Verlyn mengangguk pelan dan menoleh ke arah Kayn. "Kau ingin aku, apa? Akan aku kabulkan itu, kecuali jika kau meminta untuk membatalkan perjodohan ini. Aku–tidak–mau," ujar Verlyn sambil menggelengkan kepalanya di akhir kalimat.

Kayn menghembuskan napasnya dan menatap tajam ke arah Verlyn. "Sudahlah, lupakan saja. Kau keluar sekarang, aku–merasa–tidak–nyaman jika kau berada di dekatku," ujar Kayn.

Verlyn terdiam sebentar setelah mendengar perkataan Kayn dan tersenyum. "Ternyata kau memiliki rasa malu juga, ya."
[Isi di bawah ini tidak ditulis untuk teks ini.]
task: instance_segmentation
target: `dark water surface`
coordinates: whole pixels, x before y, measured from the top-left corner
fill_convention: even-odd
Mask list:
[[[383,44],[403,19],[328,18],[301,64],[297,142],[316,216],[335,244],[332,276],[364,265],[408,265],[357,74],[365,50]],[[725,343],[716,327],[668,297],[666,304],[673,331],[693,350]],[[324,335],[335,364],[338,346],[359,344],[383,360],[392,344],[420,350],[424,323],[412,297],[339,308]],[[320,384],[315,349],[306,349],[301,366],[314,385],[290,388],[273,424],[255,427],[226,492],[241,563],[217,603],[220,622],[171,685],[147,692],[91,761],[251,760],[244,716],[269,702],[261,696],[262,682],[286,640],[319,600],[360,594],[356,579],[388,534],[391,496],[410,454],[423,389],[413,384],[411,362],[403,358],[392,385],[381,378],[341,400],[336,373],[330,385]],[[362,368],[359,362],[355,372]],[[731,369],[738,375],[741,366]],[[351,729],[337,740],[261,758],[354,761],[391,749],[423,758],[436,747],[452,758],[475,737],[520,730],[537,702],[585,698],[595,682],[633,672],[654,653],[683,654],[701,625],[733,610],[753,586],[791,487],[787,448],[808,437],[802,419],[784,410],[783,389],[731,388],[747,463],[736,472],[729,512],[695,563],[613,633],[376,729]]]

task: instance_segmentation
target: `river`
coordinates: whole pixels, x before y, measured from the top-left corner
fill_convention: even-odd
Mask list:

Kayn menatap Verlyn kesal. "Keluar–sekarang!" perintah Kayn.

Verlyn terkikik dan mengangguk. "Baiklah-baiklah, aku akan keluar, Kayn," ujar Verlyn sambil melangkah ke arah pintu.

Setelah sampai di dekat pintu, Verlyn menghentikan langkahnya dan menoleh ke arah Kayn yang masih memperhatikannya sambil memasang raut wajah kesal.

"Tapi, Kayn. Aku bersungguh-sungguh soal perkataanku di taman, tadi." Verlyn menggenggam gagang pintu perlahan. "Jika, kau–meremehkanku lagi seperti di pertemuan pertama kita pagi tadi.."

Verlyn membalikkan badannya ke arah Kayn dan tersenyum. "Aku tidak akan tinggal diam," ujar Verlyn lalu melangkah keluar dari kamar Kayn.

Sebelum menutup pintu, Verlyn menoleh kembali ke arah Kayn. "Aku lupa mengatakan ini, padahal ini penting," ujar Verlyn.

Kayn tetap diam meperhatikan Verlyn sambil melipat tangannya. "Kau memiliki badan yang bagus, ya!"

"Apa?! Kau benar-benar.." Kayn melangkah menghampiri Verlyn.

Verlyn tersenyum nakal dan langsung menutup pintu kamar Kayn lalu melangkah pergi.

"Tidak perlu berterima kasih, Kayn. Itu benar-benar pujian, dariku!"

*

"Sayang sekali, padahal kau bisa disini lebih lama, Verlyn," ujar Villian sedih.

Verlyn tersenyum dan memegang tangan Villian. "Aku akan mampir lagi, Ibu. Jangan khawatir!" ujar Verlyn menenangkan Villian.

Villian mengangguk dan tersenyum. "Ibu akan selalu menunggu kedatanganmu!"

"Datanglah kapan saja, Verlyn. Pintu rumah ini akan selalu terbuka untukmu!" ujar Khalix semangat.

"Hehe, baik, Ayah!" Verlyn mengkah masuk ke dalam mobil dan membuka kaca jendela mobilnya.

"Aku pergi dulu, Ayah, Ibu!" Verlyn melambaikan tangannya ke arah Khalix dan Villian.

Khalix dan Villian mengangguk dan ikut melambaikan tangannya ke arah Verlyn. "Hati-hati, Nak!" ujar Khalix dan Villian bersama.

Mobil yang di naiki Verlyn mulai melaju dan perlahan menghilang dari pandangan Khalix dan Villian.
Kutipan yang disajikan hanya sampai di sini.